Het onder 2.1.4. weergegeven betoog van de staatssecretaris leidt niet tot een ander oordeel, nu dit, gelet op het vorenoverwogene, onvoldoende gewicht in de schaal legt. Zo de door de staatssecretaris gestelde gevolgen zich al zullen voordoen, is onvoldoende aannemelijk gemaakt dat aan deze gevolgen zodanig gewicht dient te worden toegekend dat van openbaarmaking moet worden afgezien. Gelet hierop kan niet worden staande gehouden dat sprake is van een onevenredige bevoordeling of benadeling van bij de aangelegenheid betrokken natuurlijke personen of rechtspersonen dan wel van derden.
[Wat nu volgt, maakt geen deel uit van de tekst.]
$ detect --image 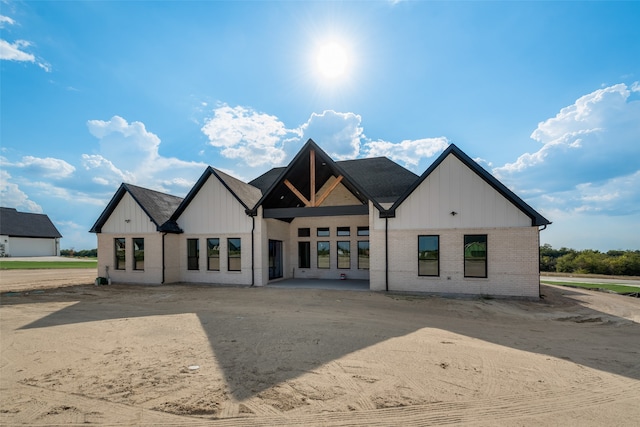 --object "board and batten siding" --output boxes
[390,155,531,230]
[177,175,251,235]
[101,193,157,237]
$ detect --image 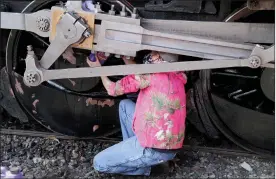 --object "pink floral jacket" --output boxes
[108,72,187,149]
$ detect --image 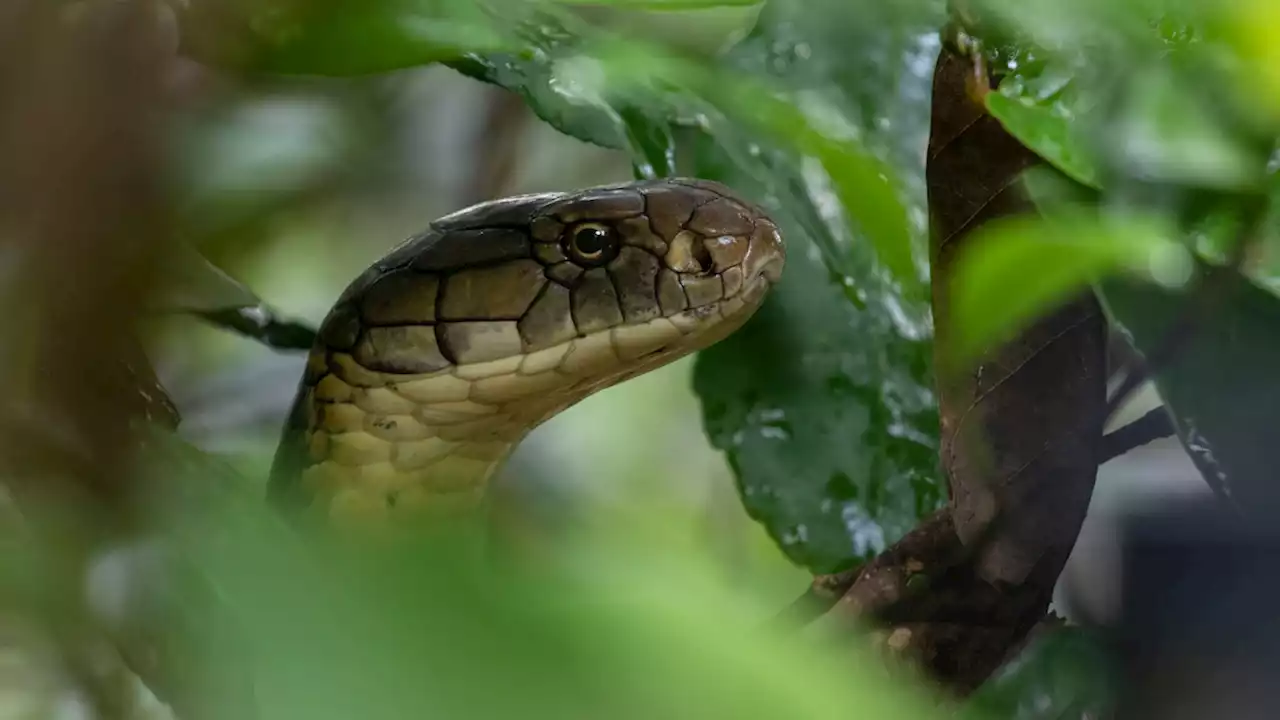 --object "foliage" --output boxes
[12,0,1280,717]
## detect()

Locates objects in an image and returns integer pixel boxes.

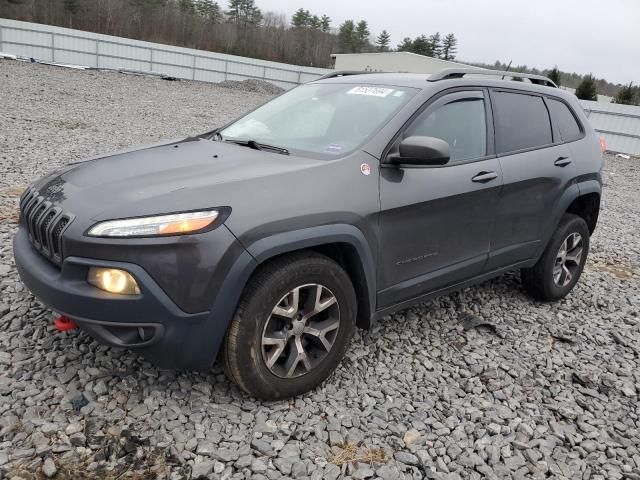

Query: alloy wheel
[553,232,583,287]
[262,283,340,378]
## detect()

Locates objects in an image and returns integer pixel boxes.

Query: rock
[394,452,420,465]
[402,429,420,445]
[64,423,84,435]
[40,422,60,435]
[42,457,58,478]
[329,431,344,446]
[93,380,109,396]
[196,440,218,457]
[191,460,214,480]
[210,448,240,462]
[251,439,276,457]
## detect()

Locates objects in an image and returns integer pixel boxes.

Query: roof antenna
[502,60,513,80]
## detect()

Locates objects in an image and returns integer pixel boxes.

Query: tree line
[474,60,640,105]
[0,0,457,67]
[0,0,640,105]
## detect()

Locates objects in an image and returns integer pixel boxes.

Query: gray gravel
[0,61,640,480]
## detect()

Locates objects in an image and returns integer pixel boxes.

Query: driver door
[377,88,503,308]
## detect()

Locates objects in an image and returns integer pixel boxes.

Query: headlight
[87,210,219,238]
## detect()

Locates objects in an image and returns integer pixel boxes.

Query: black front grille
[20,188,73,265]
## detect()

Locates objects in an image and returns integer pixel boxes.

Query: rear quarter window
[492,92,553,153]
[547,98,582,142]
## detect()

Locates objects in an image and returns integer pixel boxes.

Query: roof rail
[427,68,558,88]
[313,70,382,82]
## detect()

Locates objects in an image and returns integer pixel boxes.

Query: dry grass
[327,443,388,466]
[589,263,635,280]
[7,434,191,480]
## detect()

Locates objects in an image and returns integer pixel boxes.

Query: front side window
[547,98,582,142]
[405,97,487,163]
[219,83,417,156]
[491,92,553,153]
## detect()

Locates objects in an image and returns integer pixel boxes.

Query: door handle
[553,157,571,167]
[471,172,498,183]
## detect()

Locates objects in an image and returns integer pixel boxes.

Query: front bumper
[13,227,215,370]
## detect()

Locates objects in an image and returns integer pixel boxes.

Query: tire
[521,213,589,301]
[221,252,357,400]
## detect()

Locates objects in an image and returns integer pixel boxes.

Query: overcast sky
[256,0,640,84]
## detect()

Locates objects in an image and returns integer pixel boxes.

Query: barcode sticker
[347,87,393,97]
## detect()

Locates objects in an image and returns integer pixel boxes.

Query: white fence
[580,100,640,155]
[0,18,640,155]
[0,18,329,89]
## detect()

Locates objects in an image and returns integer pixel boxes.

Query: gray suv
[14,69,603,399]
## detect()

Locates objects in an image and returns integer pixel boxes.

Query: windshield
[218,83,417,156]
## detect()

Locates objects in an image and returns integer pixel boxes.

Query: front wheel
[222,253,356,400]
[522,214,589,301]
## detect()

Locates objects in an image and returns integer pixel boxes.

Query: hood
[36,138,326,221]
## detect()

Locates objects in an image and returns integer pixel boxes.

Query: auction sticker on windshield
[347,87,393,97]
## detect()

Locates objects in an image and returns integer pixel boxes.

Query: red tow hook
[53,315,78,332]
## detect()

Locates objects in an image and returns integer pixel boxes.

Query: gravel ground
[0,61,640,480]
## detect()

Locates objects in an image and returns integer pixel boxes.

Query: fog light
[87,267,140,295]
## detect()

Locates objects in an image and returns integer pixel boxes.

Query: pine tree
[356,20,371,53]
[398,37,413,52]
[62,0,80,28]
[320,15,331,33]
[307,15,321,30]
[376,30,391,52]
[547,65,562,86]
[226,0,262,27]
[291,8,311,28]
[429,32,442,58]
[338,20,356,53]
[178,0,196,14]
[411,35,433,57]
[576,75,598,102]
[611,83,640,105]
[440,33,458,60]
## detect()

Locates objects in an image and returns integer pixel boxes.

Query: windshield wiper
[220,137,289,155]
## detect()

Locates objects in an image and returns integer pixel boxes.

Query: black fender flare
[531,183,581,265]
[206,224,376,364]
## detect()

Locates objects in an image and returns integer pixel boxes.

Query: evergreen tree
[178,0,196,14]
[576,75,598,102]
[398,37,413,52]
[411,35,433,57]
[356,20,371,53]
[307,15,321,30]
[291,8,311,28]
[611,83,640,105]
[429,32,442,58]
[547,65,561,86]
[320,15,331,33]
[376,30,391,52]
[338,20,356,53]
[62,0,80,28]
[440,33,458,60]
[226,0,262,27]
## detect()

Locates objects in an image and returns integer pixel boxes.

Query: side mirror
[392,136,451,165]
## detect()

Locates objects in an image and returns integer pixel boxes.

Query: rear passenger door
[485,89,577,271]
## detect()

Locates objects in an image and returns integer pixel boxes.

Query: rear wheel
[522,214,589,301]
[222,253,356,399]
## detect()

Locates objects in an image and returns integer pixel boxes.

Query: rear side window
[405,97,487,164]
[547,98,582,142]
[492,92,553,153]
2.1.6. De rechtbank is derhalve terecht, zij het op enigszins andere gronden, tot het oordeel gekomen dat de argumenten die de staatssecretaris aan zijn in bezwaar gehandhaafde weigering om de gevraagde informatie te verschaffen ten grondslag heeft gelegd, deze weigering niet kunnen dragen, omdat artikel 67 van de AWR noch artikel 10, tweede lid, aanhef en onder g, van de Wob hiertoe in dit geval voldoende basis biedt. Hetgeen de staatssecretaris in hoger beroep heeft aangevoerd, slaagt dan ook niet.
2.2. Ten aanzien van het hoger beroep van Fiscaal Up to Date
2.2.1. Het hoger beroep van Fiscaal Up to Date heeft uitsluitend betrekking op de weigering van de staatssecretaris informatie te verstrekken met betrekking tot de fiscale behandeling van dienstauto's van bewindslieden. Deze informatie is neergelegd in een brief van de staatssecretaris van 15 april 1997. De aangevallen uitspraak strekt tot vernietiging van de weigering deze informatie te verschaffen. Van enig belang van Fiscaal Up to Date bij het door haar ingestelde hoger beroep is de Afdeling dan ook niet gebleken. Dat, zoals door Fiscaal Up to Date ter zitting is gesteld, bij de brief van 15 april 1997 ook bijlagen behoorden, hetgeen overigens door de staatssecretaris ter zitting uitdrukkelijk is weersproken en de Afdeling ook niet is gebleken, maakt dit niet anders. Derhalve dient Fiscaal Up to Date in het hoger beroep niet-ontvankelijk te worden verklaard.
2.2.2. Hetgeen Fiscaal Up to Date overigens in hoger beroep heeft aangevoerd leidt niet tot een ander oordeel. Het betoog met betrekking tot de wijze waarop de Voorzitter van de Afdeling het door haar ingediende verzoek om voorlopige voorziening heeft behandeld kan in het kader van deze procedure niet aan de orde komen.
2.3. Het hoger beroep van Fiscaal Up to Date is niet-ontvankelijk, dat van de staatssecretaris is ongegrond. De uitspraak dient, voorzover aangevallen, met verbetering van de gronden waarop deze berust, te worden bevestigd.
2.4. Voor een proceskostenveroordeling bestaat geen aanleiding.
De Afdeling bestuursrechtspraak van de Raad van State
Recht doende in naam der Koningin:
I. verklaart het hoger beroep van Fiscaal Up to Date niet-ontvankelijk;
II. bevestigt de aangevallen uitspraak, voorzover aangevochten.
Aldus vastgesteld door mr. J.M. Boll, Voorzitter, en mr. H.G. Lubberdink en mr. A.W.M. Bijloos, Leden, in tegenwoordigheid van mr. M.H. Broodman, ambtenaar van Staat.